Introducing the Preschool Curriculum Consumer Report
[Music]
Narrator: In Head Start classrooms, we see children learning new skills, making friends, sharing, and growing. The structure behind all that busy activity is your program's curriculum. We all know that no one curriculum is the best fit for all Head Start programs. Every program has different resources, unique strengths, and specific needs.
You may be choosing a curriculum for the first time for a new program; or perhaps a concern about child outcomes data makes you want to review whether your current curriculum is adequate; or maybe you've been using several curricula piecemeal and would like to choose a single core curriculum. So, how do you decide which one is the best fit for your program?
The Curriculum Consumer Report was written to help Head Start center-based programs choose high- quality, research-based comprehensive preschool curricula. From research, we know which components make a curriculum effective. Using those key components, we analyzed a selection of preschool curricula. We chose to review a curriculum if it aligned with more than two of these Head Start Child Development and Early Learning domains: Language Development; Literacy Knowledge and Skills; Mathematics Knowledge and Skills; and Social and Emotional Development.
For this report, we reviewed 14 curricula. The report describes in detail how well each one addressed these 13 components of an effective, comprehensive curriculum: grounded in child development principles, evidence-based, shows effects on child outcomes, comprehensive across learning domains, shows depth in each covered learning domain, specific learning goals, well-designed learning activities, responsive teaching, supports for individualized instruction, culturally and linguistically responsive, ongoing assessment, professional development opportunities, and family involvement materials.
We found that every curriculum has strengths and weaknesses across these components, so it's important to know which components are the most essential to your program. You can evaluate your program's needs and resources with the help of a self-assessment team that includes staff, families, and members of the governing board, Policy Council, and community. Then you can look for curricula with solid, high-quality evidence ratings in the components that are the most important to your program.
This table summarizes information about all the curricula across the 13 components. To learn more about a specific curriculum, go to the individual curriculum tables, where you will find a general description and rating for each one. Remember, the best curriculum is the one that is the best fit for your program. When you're looking for a comprehensive curriculum, the Curriculum Consumer Report can help you find it.
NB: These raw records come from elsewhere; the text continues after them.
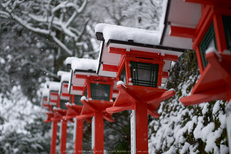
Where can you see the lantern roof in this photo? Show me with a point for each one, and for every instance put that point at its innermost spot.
(64, 81)
(111, 38)
(114, 32)
(60, 73)
(53, 86)
(65, 77)
(45, 92)
(179, 13)
(84, 65)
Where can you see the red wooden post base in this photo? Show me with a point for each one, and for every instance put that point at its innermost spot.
(99, 135)
(54, 137)
(141, 128)
(63, 137)
(79, 137)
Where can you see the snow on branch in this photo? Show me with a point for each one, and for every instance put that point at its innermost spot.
(48, 19)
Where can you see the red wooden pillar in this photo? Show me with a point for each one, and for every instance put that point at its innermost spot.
(54, 137)
(63, 137)
(141, 128)
(99, 135)
(79, 136)
(229, 94)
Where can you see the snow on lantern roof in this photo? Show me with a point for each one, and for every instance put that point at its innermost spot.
(60, 73)
(179, 13)
(65, 77)
(113, 32)
(45, 92)
(109, 58)
(68, 60)
(53, 86)
(84, 65)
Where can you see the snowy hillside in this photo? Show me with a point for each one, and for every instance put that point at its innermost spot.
(193, 129)
(21, 125)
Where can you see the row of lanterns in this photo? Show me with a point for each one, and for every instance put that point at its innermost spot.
(127, 76)
(135, 60)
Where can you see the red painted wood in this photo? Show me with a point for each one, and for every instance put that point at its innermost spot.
(99, 135)
(203, 25)
(79, 137)
(219, 32)
(111, 68)
(164, 74)
(141, 128)
(63, 139)
(199, 60)
(116, 50)
(210, 2)
(54, 137)
(50, 115)
(183, 32)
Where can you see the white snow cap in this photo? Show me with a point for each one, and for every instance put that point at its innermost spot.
(53, 85)
(211, 49)
(127, 33)
(60, 73)
(66, 77)
(45, 92)
(84, 64)
(68, 60)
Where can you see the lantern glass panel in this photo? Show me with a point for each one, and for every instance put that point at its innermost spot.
(144, 74)
(123, 76)
(78, 100)
(100, 91)
(209, 40)
(62, 104)
(227, 29)
(85, 93)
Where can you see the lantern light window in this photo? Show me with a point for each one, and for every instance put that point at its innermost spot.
(227, 29)
(144, 74)
(63, 104)
(123, 76)
(209, 40)
(100, 91)
(78, 100)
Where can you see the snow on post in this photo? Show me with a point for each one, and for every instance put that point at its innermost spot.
(121, 33)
You can then work with your staff to implement it with fidelity, since each curriculum is only as good as how well it's used.
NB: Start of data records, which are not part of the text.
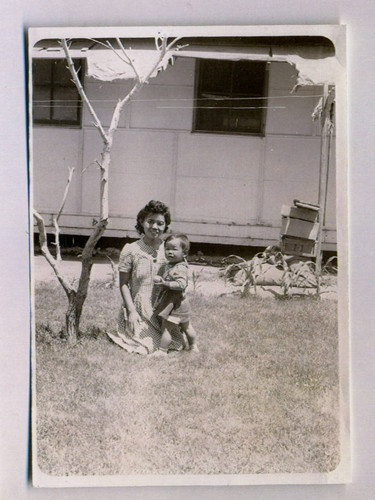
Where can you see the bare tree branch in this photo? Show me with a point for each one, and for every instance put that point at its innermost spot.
(81, 91)
(47, 254)
(55, 219)
(129, 60)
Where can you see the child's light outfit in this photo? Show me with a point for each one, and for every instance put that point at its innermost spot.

Over time, monitor how it continues to meet your program's changing needs. Curriculum developers revise, update, and incorporate the latest research into their materials. Stay informed to make sure your program's curriculum also reflects current research and best practices. A carefully chosen curriculum and a staff that embraces it with enthusiasm will help the children in your program grow and thrive in the knowledge and skills they need for kindergarten and beyond.